RRM in One Paragraph
Restorative Reproductive Medicine is an approach that aims to diagnose and treat the underlying medical causes of infertility rather than bypassing them with assisted reproductive technology (ART). Where conventional reproductive endocrinology might proceed to IUI or IVF after initial workup, RRM physicians spend more time investigating hormonal imbalances, ovulatory dysfunction, endometriosis, thyroid issues, and other root causes — and attempt to correct them medically so natural conception can occur.
What RRM Treats
- Ovulatory dysfunction: Using targeted hormonal support (progesterone supplementation, letrozole, clomiphene) timed to the patient’s actual cycle rather than a standard protocol.
- Endometriosis: Surgical excision (not ablation) followed by hormonal optimization.
- PCOS: Insulin sensitizers (metformin, inositol), weight management, and ovulation induction.
- Luteal phase deficiency: Progesterone support timed to confirm post-ovulatory rise.
- Male factor: Hormonal optimization, varicocele repair, lifestyle and supplement protocols.
The Controversy
RRM has roots in Catholic medical ethics — the NaProTechnology program (Natural Procreative Technology) was developed at the Pope Paul VI Institute by Dr. Thomas Hilgers. Many RRM practitioners are faith-motivated, and some oppose IVF on religious grounds. This creates concern that RRM is being promoted as a faith-based alternative to evidence-based ART, and that mandating its coverage (as Arkansas did) is legislating religious beliefs into healthcare.

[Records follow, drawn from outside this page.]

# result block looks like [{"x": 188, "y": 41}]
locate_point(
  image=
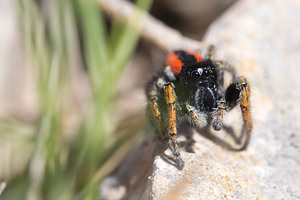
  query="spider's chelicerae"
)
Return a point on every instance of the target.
[{"x": 192, "y": 88}]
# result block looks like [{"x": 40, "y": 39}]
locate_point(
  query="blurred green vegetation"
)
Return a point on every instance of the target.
[{"x": 55, "y": 35}]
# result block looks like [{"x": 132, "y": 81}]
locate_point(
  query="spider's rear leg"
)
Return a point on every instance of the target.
[
  {"x": 170, "y": 98},
  {"x": 210, "y": 52},
  {"x": 237, "y": 92}
]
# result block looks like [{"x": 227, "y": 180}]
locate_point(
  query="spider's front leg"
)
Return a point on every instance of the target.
[
  {"x": 170, "y": 98},
  {"x": 237, "y": 92}
]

The counterargument: diagnosing and treating root causes of infertility is good medicine regardless of the practitioner’s motivation. Many of the interventions RRM uses (letrozole, progesterone support, excision surgery) are mainstream and evidence-based. The question is whether RRM as a framework adds anything beyond standard RE practice.
What RRM gets right: Emphasis on diagnosis before treatment. Many patients feel rushed to IVF when underlying causes haven’t been fully explored. Root-cause treatment, when possible, is cheaper, less invasive, and more sustainable than ART.
What RRM gets wrong (or at least incomplete): Some cases genuinely require IVF — severe male factor, bilateral tubal obstruction, diminished ovarian reserve. RRM practitioners who refuse to refer to ART when appropriate are doing patients a disservice. Additionally, the evidence base for NaProTechnology specifically is thin — most studies are retrospective, small, and conducted by affiliated institutions.
The policy concern: Mandating RRM coverage while restricting IVF coverage (as some proposals suggest) limits patient choice. Both should be covered, letting patients and their doctors choose the appropriate path.